Searching the web for images you can actually (legally) use, for commercial or non-commercial purposes, is almost impossible: Google or Bing will show you millions of images, but have no clue under which terms you’re allowed to use them. Lots of “information silos” let professionals search for, and license, rights cleared images, from iStockphoto to Getty Images. If you want your photos to be found there, you’ll have to copy them into one (or more) of these sites (see the Flickr / Getty Images cooperation), which means more work for the photographer. And the user or buyer has to search through multiple silos. Since a lot of these silos exist, most searches will miss out on most of the photos out there.

While curated image collections are fine and can offer consistent, high quality, spam-free content, I think there should also be usable image search engines with much greater coverage. With more and more images being put on the web, it would be great if image search engines could index the most important information directly off the referencing HTML page: Title, description, date created, whether the image is free for non-commercial or commercial use, whether and where I can buy a license.

To the user, it should be a simple list of options in, say, Google image search: “Only images which are free for non-commercial use”, “Only images that are free or can be licensed”. (And if Google doesn’t implement this, others can roll their own image search engines.)

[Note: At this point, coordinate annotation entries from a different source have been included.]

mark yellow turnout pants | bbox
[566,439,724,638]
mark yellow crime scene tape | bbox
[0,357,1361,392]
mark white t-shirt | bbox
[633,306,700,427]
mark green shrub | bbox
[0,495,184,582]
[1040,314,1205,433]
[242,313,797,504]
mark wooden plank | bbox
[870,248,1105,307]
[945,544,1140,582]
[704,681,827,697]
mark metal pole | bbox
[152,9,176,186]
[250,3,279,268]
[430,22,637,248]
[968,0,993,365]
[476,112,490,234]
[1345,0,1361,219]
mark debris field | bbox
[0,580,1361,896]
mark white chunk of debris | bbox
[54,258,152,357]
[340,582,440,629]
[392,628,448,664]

The Semantic Web is trending again and offers great options for marking up metadata within HTML, but unfortunately there’s no “one true way”. What exactly should the HTML markup look like? Would one use WhatWG microdata, schema.org microdata, schema.org RDFa Lite? (As far as I know, PLUS and RightsML cannot be embedded in HTML.)

I have created a separate page with four examples of different ways to mark up an image license. Warning: Since I’m a Semantic Web newbie, they may be wrong or suboptimal…

Example #1: To refer to a Creative Commons license in HTML, you can use “RDFa and the rel=license microformat”, according to this Stack Overflow page on “Semantic HTML markup for a copyright notice”.

Example #2: The WhatWG HTML microdata proposal contains a section on “Licensing works”, with a nice example of an image available under both a Creative Commons and the MIT license – using the microdata format with itemprop=license.

Example #3: The schema.org CreativeWork type has the properties copyrightHolder and copyrightYear, but no license property. IPTC rNews extends schema.org, adding copyrightNotice and usageTerms. The latter sounds like it could refer to a license URL: “xsd:string | xsd:anyURI | owl:thing. A human or machine-readable statement about the usage terms pertaining to the NewsItem.”

Example #4: Same as above, but (instead of microdata) in RDFa Lite format (which in the future can maybe also be used for schema.org markup).

The Google Rich Snippets Testing Tool recognizes only #2 and #3. It likes example #3 best (schema.org in microdata format), but complains about the rNews extension: “Warning: Page contains property "usageterms" which is not part of the schema.”

Do you know of a better markup alternative? Does a license-/rights-aware image search engine already exist? I’m looking forward to your feedback!